In his speech to the workers, Pope Francis said that “more needs to be done” in fostering a culture of dialogue, encounter and inclusion.
“Unfortunately, the times we live in have imposed the paradigm of economic utility as the starting point for personal relationships,” he said, noting that the current mentality pushes for “the greatest possible profits, immediately and at any cost.”
This mentality not only destroys the ethical dimension of business, but also ignores the fact that the best investment to be made is in people – both as individuals and as families, he said.
When the flow of people is put “at the service of the flow of capital,” the result is the exploitation of employees “as if they were objects to be used and discarded,” Francis said, quoting his environmental encyclical, Laudato Si.
God, he added, “will hold us accountable for the slaves of our day, and we must do everything to make sure that these situations do not happen again.”
Francis noted that some people object to the social doctrine of the Church, saying it reduces business to mere charity organizations or “philanthropic institutions.”
However, he stressed, the “only aspiration of the Church’s Social Doctrine is to guard over the integrity of people and social structures.”
“Every time that, for whatever reason, this integrity is threatened or reduced to a consumer good, the Church’s Social Doctrine will be a prophetic voice to protect us all from being lost in the seductive sea of ambition,” he said.
Pope Francis warned that each time a person’s integrity is violated, it begins a process of declination for society as a whole.
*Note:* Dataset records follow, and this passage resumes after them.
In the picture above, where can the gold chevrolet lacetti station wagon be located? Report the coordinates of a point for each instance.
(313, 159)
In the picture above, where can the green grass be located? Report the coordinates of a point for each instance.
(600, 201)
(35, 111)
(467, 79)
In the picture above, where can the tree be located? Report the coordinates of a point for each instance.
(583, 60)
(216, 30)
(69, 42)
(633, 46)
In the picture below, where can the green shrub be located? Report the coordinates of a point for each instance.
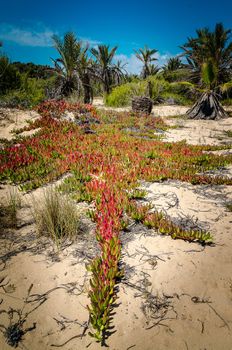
(227, 102)
(178, 99)
(9, 76)
(57, 217)
(8, 210)
(122, 95)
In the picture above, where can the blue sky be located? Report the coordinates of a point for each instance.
(26, 26)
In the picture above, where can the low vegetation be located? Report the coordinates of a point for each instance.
(56, 217)
(8, 210)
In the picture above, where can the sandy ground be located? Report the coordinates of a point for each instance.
(175, 295)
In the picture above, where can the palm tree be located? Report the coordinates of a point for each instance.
(153, 69)
(85, 65)
(105, 70)
(146, 56)
(173, 64)
(213, 46)
(208, 105)
(209, 57)
(69, 50)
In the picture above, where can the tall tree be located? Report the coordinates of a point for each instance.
(208, 46)
(105, 69)
(146, 56)
(85, 66)
(69, 50)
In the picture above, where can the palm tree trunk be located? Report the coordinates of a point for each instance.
(207, 107)
(88, 92)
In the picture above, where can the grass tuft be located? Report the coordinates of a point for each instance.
(57, 217)
(8, 211)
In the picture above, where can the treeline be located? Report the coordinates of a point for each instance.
(80, 72)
Therefore, every sector of society is obliged look out for the good of everyone.
“We are all in the same boat. We all have to struggle to make sure that work is a humanizing moment which looks to the future,” he said, and asked those present what kind of world and what kind of Mexico they want to leave for their children.
“Do you want to leave them the memory of exploitation, of insufficient pay, of workplace harassment? Or do you want to leave them a culture which recalls dignified work, a proper roof, and land to be worked?”
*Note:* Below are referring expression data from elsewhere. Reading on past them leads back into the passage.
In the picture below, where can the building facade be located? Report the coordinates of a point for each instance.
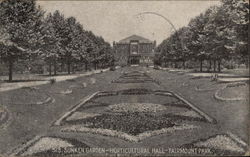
(134, 50)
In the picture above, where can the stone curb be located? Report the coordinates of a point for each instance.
(216, 94)
(81, 102)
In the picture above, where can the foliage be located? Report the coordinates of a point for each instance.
(27, 35)
(218, 34)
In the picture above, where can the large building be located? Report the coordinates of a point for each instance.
(134, 50)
He also asked whether they would leave behind air “tainted by corruption, violence, insecurity and suspicion, or, on the contrary, an air capable of generating alternatives, renewal and change?”
Francis acknowledged that the issues he raised are not easy to face, but said that leaving the future in the hands of corruption, brutality and inequity would be worse.
Even though it’s difficult to bring different sides together to negotiate, more harm is done by refusing to negotiate, the Pope said. He added that while getting along can be hard in an increasingly competitive world, it would be worse if society allows this competition to destroy people.
“Profit and capital are not a good over and above the human person; they are at the service of the common good,” he said. When the common good is used only to serve profit and capital, “the only thing gained is known as exclusion.”
Francis closed his speech by inviting the citizens of Mexico to build a country “that your children deserve; a Mexico where no one is first, second or fourth; a Mexico where each sees in the other the dignity of a child of God.”